Even in the best of times, Sacramento tends to be a prisoner to low self-esteem. The region's population and economic growth have been humming along nicely for the past decade, drawing ever more educated workers from overpriced coastal counties, but the region's leaders have often seemed defensive about their flourishing town.
So perhaps it's not surprising that the mortgage meltdown, which has hit the area hard, has sparked something of an identity crisis. Yet in trying to cope with hard times, it's important that the region not lose its focus on what paced Sacramento's past success: its ability to offer affordable, high-quality, largely single-family neighborhoods for middle class families.
Sadly, the dominant narrative among many planners, politicians and developers in Sacramento today is to try to shed the family-friendly image. There's a growing consensus that low-density neighborhoods are passé and that the region's future success lies in retrofitting the region along a high-density, centralized model. Suburban areas like Rancho Cordova or Elk Grove, some believe, are destined to become the "the next slums" as middle-income homeowners, fleeing high gas prices, flock to the urban core.
Although a healthier downtown with reasonable density is good for the entire region, the high-density focus does not make a good fit for a predominately middle class, family-oriented region such as Sacramento. Unlike an elite city like San Francisco, Sacramento's growth has been fueled by an influx of educated, family-oriented residents – the populations that have been fleeing such high-priced places where the housing supply is constrained.
Long-term demographic trends, and perhaps common sense, suggest that most people do not move to Sacramento to indulge in a "hip and cool" urban lifestyle. If someone craves the excitement, bright lights and glamorous industries of a dense city, River City pales compared with places like San Francisco, New York or Los Angeles.
The fact Sacramento has fared far better than these cities over the past 15 years suggests the region's recent problems lie not in a lack of downtown condos and nightlife, but with a housing market that, as in much of California, has been totally out of whack. Once a consistently affordable locale, by the mid-1990s Sacramento's housing prices jumped almost nine times income growth, an unsustainable pace seen in a few areas such as Riverside, Miami and Los Angeles.
As a result, the refugees from the coastal counties who had been coming to Sacramento for affordable housing stopped arriving. Net migration to the region, more than 36,000 in 2001, fell to less than 1,000 in 2006.

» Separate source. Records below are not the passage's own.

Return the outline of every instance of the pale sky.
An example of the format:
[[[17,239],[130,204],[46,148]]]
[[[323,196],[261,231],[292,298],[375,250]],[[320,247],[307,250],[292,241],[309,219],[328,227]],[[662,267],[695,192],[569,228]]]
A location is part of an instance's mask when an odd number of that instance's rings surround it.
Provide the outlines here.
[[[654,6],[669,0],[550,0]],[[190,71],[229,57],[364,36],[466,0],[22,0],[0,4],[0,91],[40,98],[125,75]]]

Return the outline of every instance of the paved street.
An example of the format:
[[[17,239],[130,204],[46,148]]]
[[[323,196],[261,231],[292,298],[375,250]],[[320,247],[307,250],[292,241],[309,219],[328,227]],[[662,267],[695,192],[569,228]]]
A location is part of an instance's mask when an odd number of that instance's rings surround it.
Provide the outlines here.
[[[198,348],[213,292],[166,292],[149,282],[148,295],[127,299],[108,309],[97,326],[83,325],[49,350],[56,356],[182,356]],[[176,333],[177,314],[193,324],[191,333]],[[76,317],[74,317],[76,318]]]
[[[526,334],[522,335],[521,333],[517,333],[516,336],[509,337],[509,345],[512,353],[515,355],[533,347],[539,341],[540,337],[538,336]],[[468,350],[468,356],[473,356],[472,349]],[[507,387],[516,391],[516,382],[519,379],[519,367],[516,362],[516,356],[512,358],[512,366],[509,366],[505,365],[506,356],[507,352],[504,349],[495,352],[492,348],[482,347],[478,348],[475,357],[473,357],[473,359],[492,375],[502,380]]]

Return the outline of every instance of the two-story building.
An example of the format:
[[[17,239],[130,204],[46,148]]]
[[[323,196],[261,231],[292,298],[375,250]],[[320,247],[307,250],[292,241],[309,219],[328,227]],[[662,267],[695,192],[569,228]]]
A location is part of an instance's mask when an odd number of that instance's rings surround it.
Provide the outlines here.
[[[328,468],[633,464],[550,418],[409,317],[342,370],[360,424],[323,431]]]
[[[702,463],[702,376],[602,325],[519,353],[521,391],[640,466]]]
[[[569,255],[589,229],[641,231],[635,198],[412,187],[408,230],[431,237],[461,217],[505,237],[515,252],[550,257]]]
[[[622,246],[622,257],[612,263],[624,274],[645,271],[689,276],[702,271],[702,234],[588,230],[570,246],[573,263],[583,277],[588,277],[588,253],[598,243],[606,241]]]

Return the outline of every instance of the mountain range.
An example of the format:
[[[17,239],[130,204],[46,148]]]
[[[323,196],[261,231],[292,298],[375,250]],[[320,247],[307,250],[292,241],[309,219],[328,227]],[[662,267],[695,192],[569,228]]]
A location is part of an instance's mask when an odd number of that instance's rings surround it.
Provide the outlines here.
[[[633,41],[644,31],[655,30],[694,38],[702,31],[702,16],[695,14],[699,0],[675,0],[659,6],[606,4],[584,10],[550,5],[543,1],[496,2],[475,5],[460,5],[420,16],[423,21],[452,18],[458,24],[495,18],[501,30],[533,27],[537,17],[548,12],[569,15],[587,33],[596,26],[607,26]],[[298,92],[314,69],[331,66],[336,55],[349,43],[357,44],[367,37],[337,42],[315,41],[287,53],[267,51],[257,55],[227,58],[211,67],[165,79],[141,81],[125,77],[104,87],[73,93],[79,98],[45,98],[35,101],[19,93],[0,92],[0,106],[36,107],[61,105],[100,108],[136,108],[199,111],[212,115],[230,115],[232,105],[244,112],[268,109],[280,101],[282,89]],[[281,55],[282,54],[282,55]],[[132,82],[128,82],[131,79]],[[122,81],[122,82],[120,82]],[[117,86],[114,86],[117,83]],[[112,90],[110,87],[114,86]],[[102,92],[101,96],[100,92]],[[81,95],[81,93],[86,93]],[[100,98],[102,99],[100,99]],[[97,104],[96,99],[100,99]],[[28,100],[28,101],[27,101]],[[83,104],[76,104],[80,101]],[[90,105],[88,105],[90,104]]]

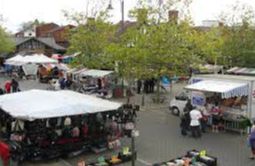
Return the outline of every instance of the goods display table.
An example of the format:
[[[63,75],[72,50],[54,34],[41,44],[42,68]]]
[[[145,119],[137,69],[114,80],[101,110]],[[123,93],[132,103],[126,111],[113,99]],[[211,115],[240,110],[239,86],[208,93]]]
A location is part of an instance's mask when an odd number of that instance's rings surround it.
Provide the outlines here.
[[[207,155],[206,151],[190,150],[186,155],[153,166],[217,166],[217,158]]]

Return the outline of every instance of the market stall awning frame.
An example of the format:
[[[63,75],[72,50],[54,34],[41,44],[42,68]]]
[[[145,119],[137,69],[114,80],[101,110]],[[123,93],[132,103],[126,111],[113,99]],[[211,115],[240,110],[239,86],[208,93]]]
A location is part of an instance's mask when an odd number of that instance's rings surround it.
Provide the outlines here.
[[[29,90],[0,96],[0,108],[12,117],[33,121],[114,111],[121,103],[77,92]]]
[[[112,70],[95,70],[95,69],[90,69],[90,70],[85,70],[80,73],[81,76],[90,76],[90,77],[95,77],[95,78],[100,78],[100,77],[105,77],[110,74],[112,74],[114,71]]]
[[[231,98],[235,96],[247,96],[249,87],[247,83],[220,80],[202,80],[197,83],[187,85],[185,89],[221,93],[222,98]]]

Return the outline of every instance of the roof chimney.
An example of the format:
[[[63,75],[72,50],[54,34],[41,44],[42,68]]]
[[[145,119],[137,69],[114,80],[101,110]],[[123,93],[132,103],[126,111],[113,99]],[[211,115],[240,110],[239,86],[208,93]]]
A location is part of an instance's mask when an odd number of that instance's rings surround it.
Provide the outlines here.
[[[177,10],[169,10],[168,11],[168,21],[173,22],[175,24],[178,23],[178,14],[179,12]]]
[[[147,19],[148,19],[148,10],[138,9],[138,11],[137,11],[137,21],[140,24],[146,24]]]

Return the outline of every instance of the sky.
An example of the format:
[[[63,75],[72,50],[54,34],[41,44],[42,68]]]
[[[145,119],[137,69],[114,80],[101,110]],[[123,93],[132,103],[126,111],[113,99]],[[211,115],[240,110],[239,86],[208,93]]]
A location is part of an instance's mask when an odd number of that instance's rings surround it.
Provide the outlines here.
[[[66,11],[86,11],[87,1],[95,0],[0,0],[0,14],[4,20],[3,25],[11,32],[17,32],[23,22],[38,19],[44,22],[55,22],[60,25],[68,24],[63,14]],[[105,8],[110,0],[105,1]],[[111,0],[114,10],[111,11],[112,20],[121,19],[120,1]],[[148,0],[158,1],[158,0]],[[128,10],[137,5],[137,0],[124,0],[125,20],[128,19]],[[215,20],[222,11],[234,5],[236,0],[193,0],[191,16],[196,25],[203,20]],[[241,3],[251,5],[255,9],[255,0],[241,0]]]

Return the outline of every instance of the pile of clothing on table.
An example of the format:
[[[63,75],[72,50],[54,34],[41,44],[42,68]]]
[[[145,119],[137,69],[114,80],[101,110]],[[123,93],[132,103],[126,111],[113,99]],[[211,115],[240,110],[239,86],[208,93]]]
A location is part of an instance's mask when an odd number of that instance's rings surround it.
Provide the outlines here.
[[[206,151],[190,150],[186,155],[153,166],[217,166],[217,158],[207,155]]]

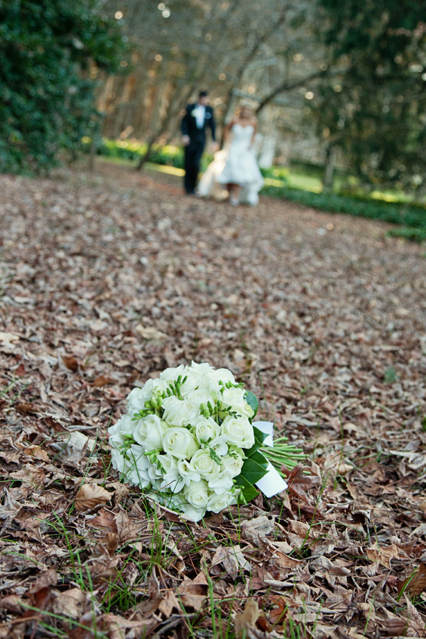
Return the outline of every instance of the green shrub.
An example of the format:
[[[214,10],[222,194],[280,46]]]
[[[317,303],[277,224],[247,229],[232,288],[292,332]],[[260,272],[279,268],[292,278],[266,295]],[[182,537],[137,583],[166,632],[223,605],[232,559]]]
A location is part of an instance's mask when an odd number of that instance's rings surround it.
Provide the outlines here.
[[[126,45],[97,0],[0,2],[0,171],[48,170],[96,131],[91,62],[120,70]]]
[[[410,228],[426,229],[426,208],[420,205],[354,199],[336,193],[312,193],[287,187],[265,186],[262,192],[265,195],[297,202],[322,211],[347,213],[356,217],[379,219]]]

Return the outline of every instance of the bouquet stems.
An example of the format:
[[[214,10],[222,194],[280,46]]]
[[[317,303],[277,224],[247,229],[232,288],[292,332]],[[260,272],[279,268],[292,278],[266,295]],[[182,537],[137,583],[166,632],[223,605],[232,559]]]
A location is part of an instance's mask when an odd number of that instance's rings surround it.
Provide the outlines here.
[[[264,446],[261,449],[262,454],[284,479],[286,476],[281,471],[281,466],[285,466],[291,470],[307,457],[302,448],[297,448],[293,444],[285,443],[286,442],[288,442],[288,438],[282,435],[274,440],[273,446]]]

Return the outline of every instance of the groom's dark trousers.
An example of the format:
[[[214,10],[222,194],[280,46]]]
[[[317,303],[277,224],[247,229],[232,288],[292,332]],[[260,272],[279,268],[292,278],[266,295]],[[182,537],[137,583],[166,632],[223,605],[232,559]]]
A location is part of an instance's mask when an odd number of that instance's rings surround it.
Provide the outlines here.
[[[206,128],[210,127],[212,138],[215,141],[215,124],[213,110],[206,106],[204,121],[202,127],[197,126],[197,119],[193,111],[197,104],[188,104],[182,121],[182,134],[188,136],[190,143],[185,147],[185,178],[183,180],[185,192],[194,193],[200,173],[200,162],[206,143]]]

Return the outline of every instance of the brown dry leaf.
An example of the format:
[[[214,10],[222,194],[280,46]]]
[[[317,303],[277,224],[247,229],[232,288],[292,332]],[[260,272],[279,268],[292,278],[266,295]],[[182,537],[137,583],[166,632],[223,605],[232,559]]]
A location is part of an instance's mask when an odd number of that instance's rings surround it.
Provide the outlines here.
[[[396,584],[398,594],[403,591],[410,595],[420,595],[426,590],[426,564],[422,563],[415,572]]]
[[[212,559],[212,568],[218,564],[222,564],[226,572],[236,579],[240,569],[250,570],[250,564],[244,558],[241,546],[219,546]]]
[[[372,546],[367,550],[367,557],[371,562],[378,562],[386,568],[390,568],[390,559],[405,559],[406,555],[398,546],[392,544],[387,548],[379,548],[378,550],[376,546]]]
[[[23,449],[26,455],[34,457],[35,459],[40,459],[41,462],[49,462],[49,456],[45,450],[43,450],[40,446],[27,446]]]
[[[86,594],[80,588],[71,588],[65,592],[55,592],[53,611],[55,614],[65,615],[73,619],[80,619],[85,612]]]
[[[95,377],[92,382],[92,386],[94,386],[95,388],[99,388],[101,386],[106,386],[106,384],[112,384],[114,383],[114,379],[111,377],[108,377],[106,375],[99,375],[99,377]]]
[[[78,371],[78,361],[73,355],[64,355],[62,361],[67,368],[75,373]]]
[[[75,508],[77,510],[94,508],[109,501],[113,494],[97,484],[84,484],[75,496]]]
[[[193,580],[184,579],[178,589],[184,606],[201,610],[207,595],[208,585],[204,572],[200,572]]]
[[[254,540],[267,537],[275,528],[275,518],[262,515],[261,517],[255,517],[254,519],[248,519],[244,521],[241,530],[244,539]]]
[[[18,403],[15,404],[15,407],[16,410],[24,414],[37,412],[36,407],[31,402],[18,402]]]
[[[167,337],[165,333],[163,333],[152,326],[143,326],[141,324],[138,324],[135,330],[144,339],[164,339]]]
[[[248,599],[244,611],[236,614],[234,619],[236,637],[243,637],[244,632],[247,635],[250,629],[254,628],[260,614],[257,599],[253,597]]]
[[[94,555],[99,556],[106,552],[110,556],[114,555],[119,545],[116,532],[108,532],[100,539],[93,550]]]

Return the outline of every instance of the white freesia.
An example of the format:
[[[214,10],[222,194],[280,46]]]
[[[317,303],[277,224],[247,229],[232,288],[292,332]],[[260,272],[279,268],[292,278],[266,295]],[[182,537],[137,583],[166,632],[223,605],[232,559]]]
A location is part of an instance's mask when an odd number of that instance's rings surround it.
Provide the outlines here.
[[[160,490],[170,490],[172,493],[179,493],[183,488],[185,480],[181,477],[178,469],[178,461],[172,455],[158,455],[157,461],[163,470]],[[180,460],[179,460],[180,461]]]
[[[239,455],[225,455],[222,460],[222,471],[230,477],[237,477],[244,463],[244,460]]]
[[[229,444],[240,448],[251,448],[254,444],[253,426],[244,415],[235,417],[229,415],[224,420],[222,431]]]
[[[169,428],[163,438],[163,447],[173,457],[190,459],[198,449],[198,444],[186,428]]]
[[[223,405],[231,406],[232,409],[236,410],[240,415],[251,417],[254,414],[254,411],[246,401],[245,395],[246,392],[244,388],[233,386],[230,388],[225,388],[222,393]]]
[[[195,425],[195,437],[200,444],[207,444],[219,437],[220,427],[212,417],[200,417]]]
[[[185,366],[183,364],[180,364],[180,366],[177,366],[175,368],[165,368],[160,373],[160,379],[168,383],[175,381],[180,375],[185,375]]]
[[[201,479],[200,473],[195,470],[191,462],[188,462],[187,459],[179,459],[178,469],[185,486],[189,486],[191,481],[200,481]]]
[[[134,425],[133,437],[146,451],[163,450],[163,438],[168,430],[165,422],[156,415],[147,415]]]
[[[180,400],[174,395],[163,400],[163,419],[170,426],[186,426],[200,416],[200,410],[194,408],[190,402]]]
[[[132,416],[139,410],[145,410],[145,403],[153,396],[165,393],[168,385],[160,379],[148,379],[142,388],[133,388],[127,395],[127,411]]]

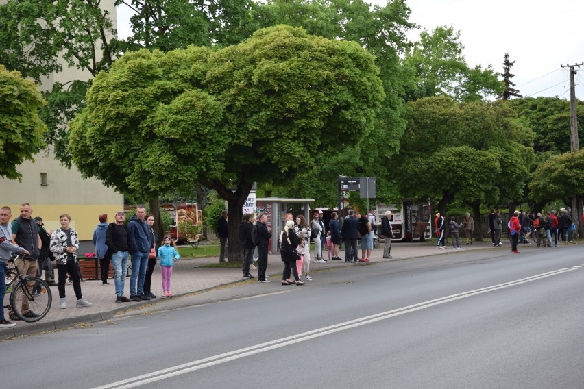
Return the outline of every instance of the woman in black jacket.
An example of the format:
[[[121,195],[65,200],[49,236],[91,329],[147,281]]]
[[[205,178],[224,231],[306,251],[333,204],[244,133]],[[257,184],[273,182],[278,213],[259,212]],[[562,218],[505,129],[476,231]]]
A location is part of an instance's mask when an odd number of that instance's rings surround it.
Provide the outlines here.
[[[297,247],[298,238],[294,232],[294,222],[289,220],[286,222],[286,227],[284,227],[284,233],[280,247],[280,254],[282,255],[282,260],[284,262],[284,271],[282,273],[282,285],[291,285],[290,282],[287,281],[290,278],[291,271],[294,275],[296,285],[304,284],[304,282],[300,281],[300,278],[298,277],[298,270],[296,268],[296,261],[298,259],[298,254],[296,252],[296,247]]]

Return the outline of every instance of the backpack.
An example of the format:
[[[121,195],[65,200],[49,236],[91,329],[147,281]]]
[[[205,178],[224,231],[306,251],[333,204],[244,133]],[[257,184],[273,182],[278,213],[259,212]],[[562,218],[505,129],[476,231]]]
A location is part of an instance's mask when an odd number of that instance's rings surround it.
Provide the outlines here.
[[[260,223],[257,223],[254,226],[254,229],[252,230],[252,242],[254,244],[254,246],[257,246],[258,242],[260,241],[260,234],[258,231],[258,225]]]

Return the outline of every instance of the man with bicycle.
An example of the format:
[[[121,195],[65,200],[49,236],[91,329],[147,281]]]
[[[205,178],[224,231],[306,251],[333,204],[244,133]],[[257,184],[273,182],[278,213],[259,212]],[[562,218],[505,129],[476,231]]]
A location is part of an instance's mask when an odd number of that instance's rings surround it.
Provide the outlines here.
[[[12,229],[8,221],[12,216],[10,207],[0,208],[0,301],[4,301],[4,294],[6,292],[6,267],[10,254],[13,251],[21,253],[25,255],[29,252],[19,246],[12,243]],[[0,327],[14,327],[15,323],[10,323],[4,318],[4,308],[0,310]]]
[[[19,271],[23,275],[34,277],[36,275],[36,260],[40,253],[42,242],[40,240],[40,236],[38,235],[38,226],[36,225],[36,221],[32,218],[32,208],[31,208],[30,204],[28,203],[21,204],[21,216],[13,220],[12,223],[12,241],[21,247],[25,249],[30,255],[29,258],[25,258],[19,262]],[[28,286],[27,287],[32,292],[32,286]],[[26,299],[23,299],[21,312],[25,317],[35,318],[38,316],[30,310],[28,300]],[[10,320],[19,320],[14,312],[10,312]]]

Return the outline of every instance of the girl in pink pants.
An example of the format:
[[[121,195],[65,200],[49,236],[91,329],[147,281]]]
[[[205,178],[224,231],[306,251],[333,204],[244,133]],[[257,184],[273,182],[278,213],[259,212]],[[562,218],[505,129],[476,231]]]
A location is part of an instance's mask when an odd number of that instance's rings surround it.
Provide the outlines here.
[[[172,277],[172,268],[174,262],[180,258],[173,245],[171,246],[171,238],[165,237],[164,244],[158,247],[158,255],[156,258],[160,261],[160,270],[162,273],[162,294],[167,297],[172,297],[170,291],[170,279]]]

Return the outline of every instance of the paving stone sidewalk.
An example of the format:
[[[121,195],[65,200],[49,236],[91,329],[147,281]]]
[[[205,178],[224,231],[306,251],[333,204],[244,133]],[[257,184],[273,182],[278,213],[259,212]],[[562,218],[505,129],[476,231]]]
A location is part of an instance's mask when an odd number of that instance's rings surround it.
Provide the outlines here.
[[[490,249],[505,251],[509,249],[508,244],[503,247],[493,247],[490,241],[478,242],[474,242],[472,245],[462,246],[460,250],[454,250],[451,247],[444,250],[437,250],[435,244],[429,241],[393,243],[391,245],[393,259],[389,260],[382,258],[383,255],[382,246],[383,244],[382,243],[379,249],[373,250],[370,258],[371,263],[460,253],[472,249]],[[344,258],[344,251],[341,251],[339,253],[341,258]],[[326,258],[326,253],[325,258]],[[219,258],[217,257],[199,259],[182,258],[181,260],[175,262],[171,279],[171,290],[175,295],[175,297],[173,298],[175,299],[181,295],[201,292],[222,285],[237,282],[250,282],[247,279],[242,277],[243,273],[240,268],[201,267],[205,264],[218,262]],[[363,265],[366,266],[365,264],[347,264],[344,261],[328,261],[326,264],[311,263],[311,275],[317,274],[319,271],[332,268]],[[269,254],[267,274],[270,275],[273,282],[267,285],[279,286],[282,268],[280,254]],[[252,274],[256,276],[257,271],[252,271]],[[256,279],[254,279],[253,281],[255,281]],[[315,282],[317,282],[317,281]],[[125,294],[127,297],[130,295],[129,283],[130,277],[127,277],[124,286]],[[165,300],[169,299],[162,297],[160,271],[158,266],[152,276],[152,292],[158,296],[158,298],[150,301],[116,304],[115,289],[112,279],[110,280],[109,285],[103,285],[101,280],[85,280],[82,283],[81,286],[84,296],[93,304],[91,307],[75,307],[75,297],[73,286],[67,284],[66,286],[67,308],[60,309],[59,292],[57,286],[51,286],[53,303],[49,314],[36,323],[29,323],[19,321],[16,322],[17,323],[16,327],[0,329],[0,340],[42,331],[58,329],[75,325],[82,325],[83,323],[104,321],[116,314],[125,312],[129,310],[135,309],[145,304],[163,304]],[[8,294],[5,297],[3,305],[8,304]],[[4,312],[8,318],[8,310],[5,310]]]

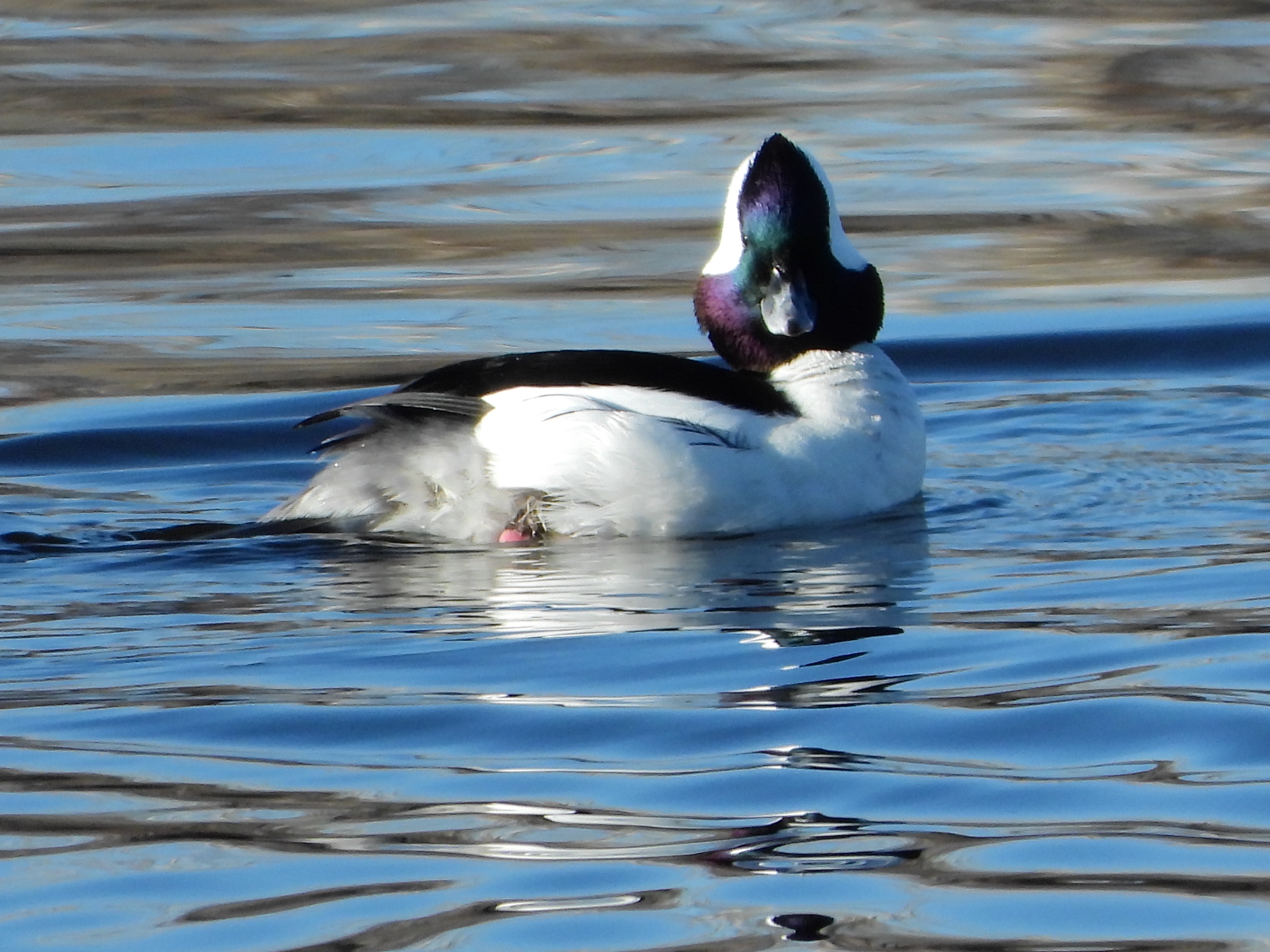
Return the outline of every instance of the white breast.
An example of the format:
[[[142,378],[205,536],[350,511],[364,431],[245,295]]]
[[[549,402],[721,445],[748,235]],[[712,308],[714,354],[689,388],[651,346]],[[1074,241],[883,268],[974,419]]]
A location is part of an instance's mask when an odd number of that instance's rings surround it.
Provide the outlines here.
[[[546,529],[683,537],[841,522],[921,490],[917,400],[871,344],[772,373],[798,416],[640,387],[516,387],[475,429],[394,424],[337,451],[267,519],[493,542],[535,500]]]
[[[917,400],[872,345],[772,374],[800,416],[638,387],[518,387],[476,428],[493,486],[564,534],[697,536],[865,515],[921,489]]]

Ultimately only a housing market correction will again lure the people who have come to Sacramento seeking single-family houses – the type of home favored by about 80 percent of Californians – back to the region. Evidence that these people, or current suburbanites, might flock back to the core city is thin at best. The failures of such high-profile projects as The Towers and the region's stagnant rental market do not suggest a seismic shift toward denser living.
One key reason has to do with patterns of job growth. Since 2000, suburban communities in the largest metropolitan areas have added jobs at roughly six times the rate of the urban cores.
This pattern has had profound and often counterintuitive effects on commuting distances. Planners and journalists tend to think of cities in traditional concentric rings, with distance from the core as the key measurement of distance from jobs. But in most regions, the vast majority of employment is outside the core. Even in Sacramento, a state capital, only about 1 in 10 jobs are in the city center. Exurban employment growth since 2000 has been the fastest regionally, expanding at nearly twice the rate for Sacramento County.
This means commuting distance – and thus exposure to higher gas prices – reflects more than proximity to the central core. In such diverse regions as Los Angeles and Chicago, the shortest average commutes exist both in the affluent inner-city neighborhoods and those suburbs and exurbs, where much of the employment growth has clustered. People who live in Irvine or Ontario in Southern California, or in the western suburbs of Chicago, for example, actually have shorter commutes than those residing in the barrios around downtown Los Angeles or in the Windy City's fabled South Side.
These trends suggest a radically different response to high gas prices than the knee jerk downtown-centric approach now widely supported. Instead of cajoling people downtown, perhaps it would make more sense to accelerate employment growth in those suburban and exurban areas where the region's skilled work force is increasingly concentrated.
These suburban nodes, both in and outside of Sacramento County, may very well become more important in the near future. With the state facing a perpetual budget deficit, state government – the dominant employer in the central city – may not expand and even could contract in years ahead. Perhaps a wiser approach would be to focus on the biotech, electronics and other firms, many concentrated in suburban areas, as the region's best hope for the creation of new high-wage jobs.
Does this mean the region should invite unbridled, uncontrolled growth to the periphery? Not in the least. Successful suburban communities – think of Clovis outside Fresno or Irvine or Valencia in Southern California – provide a high quality of life to their residents. This suggests the need for greater investments in such things as developing lively town centers, expansive parks, wildlife and rural preserves, as well as maintaining good schools, which are often the key factor for families deciding where to live.
This vision focuses not on one selected geographic area but on a broad spectrum of places across the region. It concentrates not exclusively on dense urban neighborhoods but on fostering a series of thriving villages from close-in city neighborhoods to places like Folsom, Roseville and even Elk Grove. Ultimately the suburb needs not to be demonized, but transformed into something more than bedrooms for a central core.
In terms of reducing vehicle miles driven, a greater emphasis on telecommuting, including by state employees, would likely also do more than an expanded, very expensive light-rail system. Although more than 12 percent of commuters to and from downtown take transit daily, less than 2 percent of those commuting elsewhere do so. Given the structure of the suburban regions, with multiple nodes of work and a weak bus-feeder system, notions of turning Sacramento into a transit mecca like New York or even San Francisco are far-fetched at best.
The central city will continue to maintain important functions, not only as a state capital but as a physical and cultural hub. But there needs to be recognition that "hip and cool" dense urbanity does not constitute the core competence of this region. For the foreseeable future, Sacramento's advantage against its coastal competitors will lie in providing affordable and highly livable modest-density neighborhoods for California's increasingly diverse middle class.